Kita juga patut bersyukur kepada Tuhan yang dekat dengan kita dan sudah menyatakan perbuatan-perbuatan- Nya yang ajaib dalam kehidupan kita yang jumlahnya tidak terhitung dan tidak ada seorang pun dapat disejajarkan dengan-Nya (Mzm. 40:6).
Apa perbuatan tangan Allah yang ajaib seperti dikatakan oleh Asaf? “Apabila Aku menetapkan waktunya, Aku sendiri akan menghakimi dengan kebenaran.
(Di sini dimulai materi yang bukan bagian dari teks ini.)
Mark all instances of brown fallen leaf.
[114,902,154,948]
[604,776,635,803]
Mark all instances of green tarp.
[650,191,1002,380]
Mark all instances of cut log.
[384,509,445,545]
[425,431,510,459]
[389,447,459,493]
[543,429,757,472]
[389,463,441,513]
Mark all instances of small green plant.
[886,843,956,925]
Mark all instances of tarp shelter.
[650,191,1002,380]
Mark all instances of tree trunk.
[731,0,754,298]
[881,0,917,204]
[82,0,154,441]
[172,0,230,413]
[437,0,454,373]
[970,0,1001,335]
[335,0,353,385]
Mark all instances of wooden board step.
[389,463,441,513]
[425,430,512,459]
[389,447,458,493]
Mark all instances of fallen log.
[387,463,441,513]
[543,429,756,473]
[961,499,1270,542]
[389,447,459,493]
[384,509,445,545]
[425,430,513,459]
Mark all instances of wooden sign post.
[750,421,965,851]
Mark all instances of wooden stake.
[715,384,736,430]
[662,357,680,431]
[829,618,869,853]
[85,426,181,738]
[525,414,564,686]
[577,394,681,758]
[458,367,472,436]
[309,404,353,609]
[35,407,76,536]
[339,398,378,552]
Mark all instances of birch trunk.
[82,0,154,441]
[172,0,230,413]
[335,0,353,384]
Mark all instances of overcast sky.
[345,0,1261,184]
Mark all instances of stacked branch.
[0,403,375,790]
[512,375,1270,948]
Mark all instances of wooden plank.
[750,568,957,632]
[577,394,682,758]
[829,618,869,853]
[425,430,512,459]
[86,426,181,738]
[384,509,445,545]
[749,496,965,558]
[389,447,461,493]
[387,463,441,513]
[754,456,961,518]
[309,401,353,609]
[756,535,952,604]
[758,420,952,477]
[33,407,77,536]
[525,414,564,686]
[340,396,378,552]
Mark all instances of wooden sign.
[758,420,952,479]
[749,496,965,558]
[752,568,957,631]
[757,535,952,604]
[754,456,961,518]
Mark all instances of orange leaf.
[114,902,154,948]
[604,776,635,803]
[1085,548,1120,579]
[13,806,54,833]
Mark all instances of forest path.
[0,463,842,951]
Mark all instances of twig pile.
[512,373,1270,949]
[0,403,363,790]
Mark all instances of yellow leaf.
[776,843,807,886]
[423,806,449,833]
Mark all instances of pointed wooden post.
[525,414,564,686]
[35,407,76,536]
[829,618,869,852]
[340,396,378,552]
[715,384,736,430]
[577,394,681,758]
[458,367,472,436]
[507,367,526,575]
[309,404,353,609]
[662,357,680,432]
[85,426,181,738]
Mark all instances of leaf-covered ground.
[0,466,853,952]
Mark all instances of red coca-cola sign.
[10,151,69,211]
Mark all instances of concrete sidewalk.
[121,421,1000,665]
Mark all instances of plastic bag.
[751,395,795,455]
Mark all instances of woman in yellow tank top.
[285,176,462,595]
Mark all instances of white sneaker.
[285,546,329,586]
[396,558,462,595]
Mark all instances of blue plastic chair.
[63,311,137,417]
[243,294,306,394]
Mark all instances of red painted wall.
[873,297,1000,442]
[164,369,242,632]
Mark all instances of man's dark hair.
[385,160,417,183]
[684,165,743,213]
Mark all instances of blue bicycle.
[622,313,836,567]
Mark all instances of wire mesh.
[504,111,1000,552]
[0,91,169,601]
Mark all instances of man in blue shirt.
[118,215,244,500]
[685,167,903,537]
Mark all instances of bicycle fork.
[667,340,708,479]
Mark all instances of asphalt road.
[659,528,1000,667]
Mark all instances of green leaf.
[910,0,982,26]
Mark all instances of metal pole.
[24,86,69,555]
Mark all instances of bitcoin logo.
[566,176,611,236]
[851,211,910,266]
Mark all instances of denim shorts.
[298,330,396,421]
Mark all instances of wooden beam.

Bumi hancur dan semua penduduknya; tetapi Akulah yang mengokohkan tiang-tiangnya." (ay. 3-4)
Dengan kata lain, jika bukan Allah sendiri yang mengokohkan tiang/pilar, bumi dan penduduknya akan hancur. Tanpa Allah yang menopang, bumi dan penduduknya akan hancur. Buktinya? Bumi sampai sekarang berputar pada porosnya dengan tertib karena Ia menopangnya. Dan hanya Tuhan yang mampu menopang kehidupan kita.
Asaf dan kaumnya bersyukur karena mereka sadar mempunyai Allah yang menghakimi kefasikan manusia dengan adil. Namun di tengah-tengah ucapan syukur itu, Allah memberikan peringatan kepada pembual dan orang fasik, “Aku berkata kepada pembual-pembual: "Jangan membual." Dan kepada orang-orang fasik: "Jangan meninggikan tanduk! Jangan mengangkat tandukmu tinggi-tinggi, jangan berbicara dengan bertegang leher (stiff-neck = tegar tengkuk)!” (ay. 5-6)
Apa yang dilakukan oleh orang fasik dalam berbicara dan berperilaku di hadapan Allah? Mereka dengan sombongnya menantang bahwa Allah tidak ada dan tidak akan menuntut karena tindakan mereka selalu berhasil tidak ditimpa malapetaka (Mzm. 10:4,6).
“Tanduk” berbicara mengenai lambang kekuatan, kekuasaan dan pengaruh maupun gengsi yang dipertahankan. Contoh: Hana bersukaria karena tanduk kekuatannya ditinggikan oleh TUHAN oleh sebab doanya dikabulkan (1 Sam. 2:1).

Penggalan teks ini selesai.